Kishida advocated a ‘new model of capitalism‘ to simultaneously promote economic growth and equitable distribution. Both components of the model are to be achieved by generating a virtuous circle of economic growth and rising wages through public and private sector collaboration.
The first component of the model for economic growth has four sub-components, innovation, digital economy, climate change and economic security. The government must play an active role in each of these areas. For innovation, the government will support start-ups and develop human resources in science and technology. For the digital economy, it will build digital infrastructure to provide various services across the country. For climate change, it will undertake investment and regulatory reform in the clean energy sector to achieve carbon neutrality by 2050.
Kishida is particularly keen on economic security. He is aware of the growing risks of supply problems for strategically important materials and technologies due to heightened geopolitical tensions and possible natural and health disasters, including new infectious diseases. Following similar actions taken by the United States and other major countries, Kishida created the position of minister responsible for economic security in his new office. It is also expected to pass the “Law for the Promotion of Economic Security,” which contains provisions to strengthen supply chains and build critical infrastructure.
A major element of the second component of the model, which focuses on achieving fair distribution, is wage increases. For this reason, fiscal measures, including tax breaks for companies, wage increases and direct subsidies to certain groups of workers such as nurses, are being considered. The impacts of these measures are likely to be small. Various government support for child-rearing – such as expanding the capacity of crèches and childcare centers and providing housing benefit to families with children – are also included. Yet more drastic labor market reform must be undertaken to raise aggregate wages.
The possible economic consequences of Kishida’s new form of capitalism require closer examination. This is particularly the case for economic security, as national security is often viewed without regard to economic consequences or costs. Kishida’s new model of capitalism will require large government expenditures, increasing Japan’s already substantial fiscal debt. Kishida must provide a plan to achieve fiscal sustainability, otherwise citizens will fail to increase spending contrary to his expectations.
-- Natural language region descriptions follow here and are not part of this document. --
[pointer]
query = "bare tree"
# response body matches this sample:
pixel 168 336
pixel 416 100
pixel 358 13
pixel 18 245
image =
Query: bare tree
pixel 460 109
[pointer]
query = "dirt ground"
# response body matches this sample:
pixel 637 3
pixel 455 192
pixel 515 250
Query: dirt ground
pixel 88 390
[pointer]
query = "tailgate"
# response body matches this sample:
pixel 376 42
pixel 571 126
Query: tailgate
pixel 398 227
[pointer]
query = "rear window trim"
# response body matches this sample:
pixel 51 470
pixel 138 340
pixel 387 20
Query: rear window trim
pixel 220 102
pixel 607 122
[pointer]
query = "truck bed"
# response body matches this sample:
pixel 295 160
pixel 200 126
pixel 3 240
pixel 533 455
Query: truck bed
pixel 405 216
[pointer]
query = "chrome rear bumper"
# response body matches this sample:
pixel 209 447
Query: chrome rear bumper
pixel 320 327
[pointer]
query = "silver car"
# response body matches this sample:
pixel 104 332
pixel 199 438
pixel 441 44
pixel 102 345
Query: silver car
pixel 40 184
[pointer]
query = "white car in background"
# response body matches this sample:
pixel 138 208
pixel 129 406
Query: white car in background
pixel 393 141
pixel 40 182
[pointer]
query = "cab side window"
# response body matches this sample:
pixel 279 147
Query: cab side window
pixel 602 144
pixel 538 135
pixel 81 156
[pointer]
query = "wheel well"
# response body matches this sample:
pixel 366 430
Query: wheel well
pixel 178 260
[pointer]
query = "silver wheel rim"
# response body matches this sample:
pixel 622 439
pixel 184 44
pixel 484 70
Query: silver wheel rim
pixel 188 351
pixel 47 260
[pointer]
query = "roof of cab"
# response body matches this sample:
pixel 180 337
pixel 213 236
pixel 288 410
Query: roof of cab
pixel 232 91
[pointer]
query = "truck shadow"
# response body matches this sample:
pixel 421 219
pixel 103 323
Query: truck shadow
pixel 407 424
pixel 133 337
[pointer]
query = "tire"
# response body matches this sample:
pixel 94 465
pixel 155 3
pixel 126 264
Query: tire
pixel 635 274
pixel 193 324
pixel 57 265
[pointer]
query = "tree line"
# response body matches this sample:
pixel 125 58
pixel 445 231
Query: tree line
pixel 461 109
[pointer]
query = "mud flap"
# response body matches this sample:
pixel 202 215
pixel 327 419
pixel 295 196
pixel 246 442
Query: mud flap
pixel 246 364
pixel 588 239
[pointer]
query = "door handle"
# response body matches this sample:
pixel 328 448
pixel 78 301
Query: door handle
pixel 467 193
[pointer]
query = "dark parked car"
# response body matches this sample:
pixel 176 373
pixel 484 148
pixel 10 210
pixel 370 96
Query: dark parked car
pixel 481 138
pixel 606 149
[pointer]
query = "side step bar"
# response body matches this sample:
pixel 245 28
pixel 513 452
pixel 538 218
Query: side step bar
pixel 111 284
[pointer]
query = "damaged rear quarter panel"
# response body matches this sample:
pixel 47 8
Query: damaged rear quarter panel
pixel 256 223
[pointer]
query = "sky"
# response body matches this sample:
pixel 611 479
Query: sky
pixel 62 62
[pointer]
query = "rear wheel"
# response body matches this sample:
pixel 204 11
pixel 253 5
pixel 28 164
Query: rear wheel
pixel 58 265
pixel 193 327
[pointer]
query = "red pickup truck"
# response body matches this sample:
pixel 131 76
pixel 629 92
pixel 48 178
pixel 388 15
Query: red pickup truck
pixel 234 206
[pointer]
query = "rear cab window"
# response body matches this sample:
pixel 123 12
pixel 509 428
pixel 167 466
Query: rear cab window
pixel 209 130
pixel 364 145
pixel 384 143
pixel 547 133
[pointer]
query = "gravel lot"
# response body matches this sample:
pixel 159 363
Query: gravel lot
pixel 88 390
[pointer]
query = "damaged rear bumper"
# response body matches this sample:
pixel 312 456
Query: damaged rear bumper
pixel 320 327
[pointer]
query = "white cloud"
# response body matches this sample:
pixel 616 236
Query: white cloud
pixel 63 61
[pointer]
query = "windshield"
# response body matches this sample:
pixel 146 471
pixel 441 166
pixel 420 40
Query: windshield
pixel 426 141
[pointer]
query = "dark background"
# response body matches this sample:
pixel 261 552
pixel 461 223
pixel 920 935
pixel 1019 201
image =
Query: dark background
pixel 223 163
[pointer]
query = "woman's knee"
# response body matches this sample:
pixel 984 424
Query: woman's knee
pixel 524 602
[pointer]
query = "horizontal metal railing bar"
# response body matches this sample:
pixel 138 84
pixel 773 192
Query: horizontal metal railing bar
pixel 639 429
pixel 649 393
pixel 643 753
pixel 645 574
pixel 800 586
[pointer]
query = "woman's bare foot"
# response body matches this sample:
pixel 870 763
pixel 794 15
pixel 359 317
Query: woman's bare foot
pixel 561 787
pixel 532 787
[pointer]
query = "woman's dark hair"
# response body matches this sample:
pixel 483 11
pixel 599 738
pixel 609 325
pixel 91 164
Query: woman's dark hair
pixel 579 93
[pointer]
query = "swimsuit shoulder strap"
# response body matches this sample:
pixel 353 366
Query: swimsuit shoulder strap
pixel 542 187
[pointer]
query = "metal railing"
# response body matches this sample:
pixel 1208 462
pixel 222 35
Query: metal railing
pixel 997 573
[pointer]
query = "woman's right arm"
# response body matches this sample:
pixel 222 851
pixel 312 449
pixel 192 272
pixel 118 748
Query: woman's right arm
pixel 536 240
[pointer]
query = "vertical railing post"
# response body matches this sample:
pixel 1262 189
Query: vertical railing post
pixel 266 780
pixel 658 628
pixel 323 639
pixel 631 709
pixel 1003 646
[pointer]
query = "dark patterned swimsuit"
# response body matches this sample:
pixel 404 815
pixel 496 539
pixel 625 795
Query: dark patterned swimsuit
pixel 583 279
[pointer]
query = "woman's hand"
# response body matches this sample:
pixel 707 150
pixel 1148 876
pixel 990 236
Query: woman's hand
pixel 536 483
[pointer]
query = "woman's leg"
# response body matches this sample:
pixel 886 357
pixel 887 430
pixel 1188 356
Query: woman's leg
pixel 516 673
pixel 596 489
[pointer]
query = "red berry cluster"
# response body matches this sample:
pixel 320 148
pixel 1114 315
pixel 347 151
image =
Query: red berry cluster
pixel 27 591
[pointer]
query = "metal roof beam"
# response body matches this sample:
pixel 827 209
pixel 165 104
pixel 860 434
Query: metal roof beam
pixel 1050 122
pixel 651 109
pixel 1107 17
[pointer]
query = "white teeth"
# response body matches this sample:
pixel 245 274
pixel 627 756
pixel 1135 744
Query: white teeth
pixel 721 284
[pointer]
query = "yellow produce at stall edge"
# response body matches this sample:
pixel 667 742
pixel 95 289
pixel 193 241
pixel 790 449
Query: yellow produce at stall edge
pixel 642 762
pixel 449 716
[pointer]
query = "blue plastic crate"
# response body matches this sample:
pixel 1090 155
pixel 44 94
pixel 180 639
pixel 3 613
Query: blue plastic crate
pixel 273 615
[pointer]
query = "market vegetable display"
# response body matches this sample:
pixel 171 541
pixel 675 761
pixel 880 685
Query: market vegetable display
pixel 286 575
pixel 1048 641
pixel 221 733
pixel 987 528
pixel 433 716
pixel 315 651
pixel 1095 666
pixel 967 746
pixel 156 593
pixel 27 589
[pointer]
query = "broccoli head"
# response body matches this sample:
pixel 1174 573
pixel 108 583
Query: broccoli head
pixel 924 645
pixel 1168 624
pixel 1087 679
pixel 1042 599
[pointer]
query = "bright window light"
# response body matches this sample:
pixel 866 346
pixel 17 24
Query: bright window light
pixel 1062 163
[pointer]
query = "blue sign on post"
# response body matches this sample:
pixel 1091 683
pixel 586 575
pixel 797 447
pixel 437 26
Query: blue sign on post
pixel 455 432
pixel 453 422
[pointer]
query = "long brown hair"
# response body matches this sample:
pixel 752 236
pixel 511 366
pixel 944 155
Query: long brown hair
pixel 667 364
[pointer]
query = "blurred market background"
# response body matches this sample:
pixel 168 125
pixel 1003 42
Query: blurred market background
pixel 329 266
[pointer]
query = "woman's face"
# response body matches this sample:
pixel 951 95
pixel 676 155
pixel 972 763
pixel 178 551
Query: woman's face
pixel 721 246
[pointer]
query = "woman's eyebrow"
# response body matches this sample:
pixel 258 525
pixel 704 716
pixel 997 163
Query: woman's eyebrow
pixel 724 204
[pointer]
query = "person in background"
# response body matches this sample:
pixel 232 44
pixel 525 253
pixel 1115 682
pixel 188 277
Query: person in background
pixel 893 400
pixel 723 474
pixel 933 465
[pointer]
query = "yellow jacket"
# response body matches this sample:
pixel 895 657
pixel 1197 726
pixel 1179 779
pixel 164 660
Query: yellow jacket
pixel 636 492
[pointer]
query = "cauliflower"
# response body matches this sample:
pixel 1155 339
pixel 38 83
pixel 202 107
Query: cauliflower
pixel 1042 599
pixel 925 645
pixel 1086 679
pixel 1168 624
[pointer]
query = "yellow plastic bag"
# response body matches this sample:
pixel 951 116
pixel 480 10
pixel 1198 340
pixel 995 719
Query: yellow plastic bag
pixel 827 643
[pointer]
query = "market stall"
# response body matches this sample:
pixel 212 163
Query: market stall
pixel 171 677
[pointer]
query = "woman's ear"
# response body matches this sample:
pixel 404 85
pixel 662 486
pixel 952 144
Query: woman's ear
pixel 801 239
Full implementation of Kishida’s policy depends on many variables, including a LDP victory in the upper house elections in July 2022. To win, Kishida must successfully manage the pandemic. While the IMF predicts 3.2% growth for the Japanese economy in 2022, this growth rate could be significantly lower if COVID-19 is not brought under control. Only time will tell the success of the new Japanese capitalism.
Shujiro Urata is a professor emeritus at Waseda University.
This article is part of a EAF Special Feature Series on 2021 in review and the year ahead.